Learner-Centered Instruction as a Place We Mark on a Map

Marie Clay (1998) writes:
Teachers who try to find out what children do not know (and much testing is directed to this) are looking for initial points of contact in the wrong places. What they need to do is find points of contact in children's prior learning, the things children can do, and spend a little time helping children firm up their grasp of what they already know. Students who are active, independent learners go on adding to their competencies in all their different environments, not just in school. Learner-centered instruction in less about interest and motivation than it is about starting where the learner already is and helping that learner to move toward a new degree of control over novel tasks, teaching so that learners are successful and are able to say, 'I am in control of this.' From there they go on to extend their own learning. Even at a low level of simple performance a sense of control and a sense of being effective will generate attention, interest, and motivation (pp.3-4).
What associational bridges will we build with children that spans the ways they have been learning within and beyond the classroom? What will those conversations we have with children sound like? How will they help us to keep track of what each child knows well so that we can begin at a place of strength? Tonight I am thinking about these questions, reminding myself to make time for conversations with each child.

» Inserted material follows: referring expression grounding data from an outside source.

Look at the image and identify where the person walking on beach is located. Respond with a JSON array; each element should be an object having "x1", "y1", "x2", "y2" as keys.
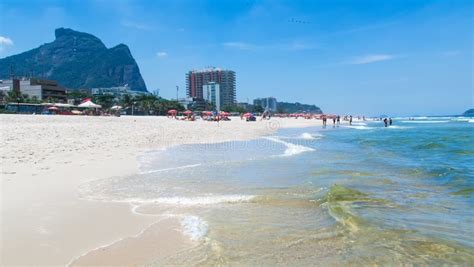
[
  {"x1": 383, "y1": 118, "x2": 388, "y2": 127},
  {"x1": 349, "y1": 115, "x2": 353, "y2": 125}
]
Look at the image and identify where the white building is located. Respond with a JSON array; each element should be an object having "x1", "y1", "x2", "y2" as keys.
[
  {"x1": 254, "y1": 97, "x2": 278, "y2": 112},
  {"x1": 203, "y1": 82, "x2": 221, "y2": 111},
  {"x1": 91, "y1": 86, "x2": 147, "y2": 98}
]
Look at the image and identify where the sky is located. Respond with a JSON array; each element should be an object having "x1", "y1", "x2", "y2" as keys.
[{"x1": 0, "y1": 0, "x2": 472, "y2": 116}]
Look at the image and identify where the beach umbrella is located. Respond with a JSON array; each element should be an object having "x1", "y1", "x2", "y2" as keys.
[
  {"x1": 183, "y1": 110, "x2": 193, "y2": 115},
  {"x1": 167, "y1": 109, "x2": 177, "y2": 114},
  {"x1": 202, "y1": 111, "x2": 213, "y2": 116},
  {"x1": 220, "y1": 111, "x2": 230, "y2": 116},
  {"x1": 243, "y1": 112, "x2": 253, "y2": 117},
  {"x1": 78, "y1": 100, "x2": 102, "y2": 108}
]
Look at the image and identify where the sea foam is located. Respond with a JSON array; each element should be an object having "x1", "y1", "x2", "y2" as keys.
[
  {"x1": 140, "y1": 163, "x2": 202, "y2": 174},
  {"x1": 401, "y1": 120, "x2": 449, "y2": 124},
  {"x1": 299, "y1": 132, "x2": 321, "y2": 140},
  {"x1": 106, "y1": 195, "x2": 256, "y2": 206},
  {"x1": 180, "y1": 215, "x2": 208, "y2": 241},
  {"x1": 345, "y1": 125, "x2": 374, "y2": 130},
  {"x1": 265, "y1": 137, "x2": 315, "y2": 156}
]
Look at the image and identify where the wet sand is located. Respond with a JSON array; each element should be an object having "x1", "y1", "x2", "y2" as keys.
[{"x1": 0, "y1": 114, "x2": 323, "y2": 265}]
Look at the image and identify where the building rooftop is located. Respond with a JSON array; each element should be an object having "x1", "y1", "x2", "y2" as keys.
[{"x1": 189, "y1": 67, "x2": 234, "y2": 73}]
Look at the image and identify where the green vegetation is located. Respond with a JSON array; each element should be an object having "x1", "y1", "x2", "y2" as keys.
[
  {"x1": 221, "y1": 104, "x2": 246, "y2": 113},
  {"x1": 277, "y1": 101, "x2": 322, "y2": 114}
]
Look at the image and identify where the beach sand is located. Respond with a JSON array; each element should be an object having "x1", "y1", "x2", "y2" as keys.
[{"x1": 0, "y1": 114, "x2": 323, "y2": 265}]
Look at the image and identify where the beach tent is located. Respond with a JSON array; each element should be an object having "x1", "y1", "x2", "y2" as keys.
[
  {"x1": 78, "y1": 100, "x2": 102, "y2": 109},
  {"x1": 243, "y1": 112, "x2": 253, "y2": 117}
]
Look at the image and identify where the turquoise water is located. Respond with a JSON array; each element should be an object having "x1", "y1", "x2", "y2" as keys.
[{"x1": 80, "y1": 117, "x2": 474, "y2": 265}]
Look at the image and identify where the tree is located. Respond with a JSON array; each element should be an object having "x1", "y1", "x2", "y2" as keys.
[
  {"x1": 221, "y1": 104, "x2": 245, "y2": 113},
  {"x1": 93, "y1": 94, "x2": 115, "y2": 109},
  {"x1": 253, "y1": 105, "x2": 264, "y2": 113},
  {"x1": 5, "y1": 89, "x2": 23, "y2": 103}
]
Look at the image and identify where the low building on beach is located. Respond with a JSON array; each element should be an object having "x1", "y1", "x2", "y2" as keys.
[{"x1": 0, "y1": 78, "x2": 67, "y2": 102}]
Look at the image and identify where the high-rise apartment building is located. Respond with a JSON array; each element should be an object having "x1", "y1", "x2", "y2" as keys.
[
  {"x1": 186, "y1": 68, "x2": 236, "y2": 107},
  {"x1": 203, "y1": 82, "x2": 221, "y2": 111}
]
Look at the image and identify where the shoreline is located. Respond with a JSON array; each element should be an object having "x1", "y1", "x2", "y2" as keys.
[{"x1": 1, "y1": 114, "x2": 325, "y2": 265}]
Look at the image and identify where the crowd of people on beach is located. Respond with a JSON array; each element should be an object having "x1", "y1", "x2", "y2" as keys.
[{"x1": 165, "y1": 109, "x2": 397, "y2": 128}]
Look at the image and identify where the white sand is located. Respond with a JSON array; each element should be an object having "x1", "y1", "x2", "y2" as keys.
[{"x1": 0, "y1": 114, "x2": 323, "y2": 265}]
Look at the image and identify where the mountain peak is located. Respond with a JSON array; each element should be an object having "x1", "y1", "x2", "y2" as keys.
[{"x1": 0, "y1": 28, "x2": 148, "y2": 92}]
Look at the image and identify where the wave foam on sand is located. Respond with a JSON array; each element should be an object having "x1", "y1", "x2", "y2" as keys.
[
  {"x1": 264, "y1": 137, "x2": 315, "y2": 156},
  {"x1": 140, "y1": 163, "x2": 202, "y2": 174},
  {"x1": 180, "y1": 215, "x2": 209, "y2": 241}
]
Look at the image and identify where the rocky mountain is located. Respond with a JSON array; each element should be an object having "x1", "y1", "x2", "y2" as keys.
[{"x1": 0, "y1": 28, "x2": 147, "y2": 91}]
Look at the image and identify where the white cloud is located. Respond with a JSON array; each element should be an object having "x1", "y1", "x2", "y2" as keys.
[
  {"x1": 121, "y1": 20, "x2": 151, "y2": 30},
  {"x1": 156, "y1": 51, "x2": 168, "y2": 58},
  {"x1": 348, "y1": 54, "x2": 395, "y2": 65},
  {"x1": 222, "y1": 42, "x2": 257, "y2": 50},
  {"x1": 442, "y1": 50, "x2": 461, "y2": 57},
  {"x1": 0, "y1": 36, "x2": 13, "y2": 46}
]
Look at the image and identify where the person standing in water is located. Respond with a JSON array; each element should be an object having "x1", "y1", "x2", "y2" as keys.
[
  {"x1": 349, "y1": 115, "x2": 353, "y2": 125},
  {"x1": 389, "y1": 118, "x2": 393, "y2": 126},
  {"x1": 383, "y1": 118, "x2": 388, "y2": 127},
  {"x1": 322, "y1": 115, "x2": 327, "y2": 127},
  {"x1": 336, "y1": 115, "x2": 341, "y2": 125}
]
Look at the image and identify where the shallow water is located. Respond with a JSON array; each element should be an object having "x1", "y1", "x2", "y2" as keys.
[{"x1": 79, "y1": 117, "x2": 474, "y2": 265}]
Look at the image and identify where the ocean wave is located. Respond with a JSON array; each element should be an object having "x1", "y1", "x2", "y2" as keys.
[
  {"x1": 299, "y1": 132, "x2": 322, "y2": 140},
  {"x1": 351, "y1": 122, "x2": 368, "y2": 126},
  {"x1": 140, "y1": 163, "x2": 202, "y2": 174},
  {"x1": 181, "y1": 215, "x2": 208, "y2": 241},
  {"x1": 87, "y1": 194, "x2": 257, "y2": 206},
  {"x1": 469, "y1": 119, "x2": 474, "y2": 123},
  {"x1": 401, "y1": 120, "x2": 449, "y2": 124},
  {"x1": 386, "y1": 125, "x2": 412, "y2": 129},
  {"x1": 264, "y1": 137, "x2": 315, "y2": 157},
  {"x1": 345, "y1": 125, "x2": 375, "y2": 130}
]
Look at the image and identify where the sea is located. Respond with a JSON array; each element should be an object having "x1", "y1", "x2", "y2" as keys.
[{"x1": 79, "y1": 116, "x2": 474, "y2": 265}]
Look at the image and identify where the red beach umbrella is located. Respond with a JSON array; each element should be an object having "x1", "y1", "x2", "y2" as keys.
[
  {"x1": 202, "y1": 111, "x2": 213, "y2": 116},
  {"x1": 243, "y1": 112, "x2": 253, "y2": 117},
  {"x1": 183, "y1": 110, "x2": 193, "y2": 115},
  {"x1": 167, "y1": 109, "x2": 177, "y2": 114}
]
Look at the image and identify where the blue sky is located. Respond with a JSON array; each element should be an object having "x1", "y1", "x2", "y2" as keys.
[{"x1": 0, "y1": 0, "x2": 472, "y2": 116}]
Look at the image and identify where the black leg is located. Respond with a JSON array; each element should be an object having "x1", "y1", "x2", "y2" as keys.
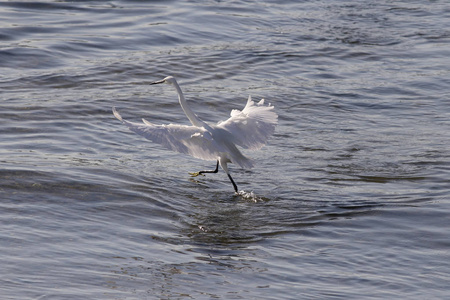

How do you build associational bridges between the child's world of active learning outside of school, and the school-based learning the child is expected to learn? From: Clay, Marie M. (1998). By different paths to common outcomes. York, ME: Stenhouse Publishers.

1 comment:

  1. It seems to me like there is no good answer to this question because it is not necessarily the job of the teacher to make this connection for students. The students have to make this connections themselves as you teach. You can provide some examples of connection, but it seems to me that you would be running around like a chicken with your head cut off if you were constantly trying to make these connections for thirty different humans. That is part of what makes the job so difficult.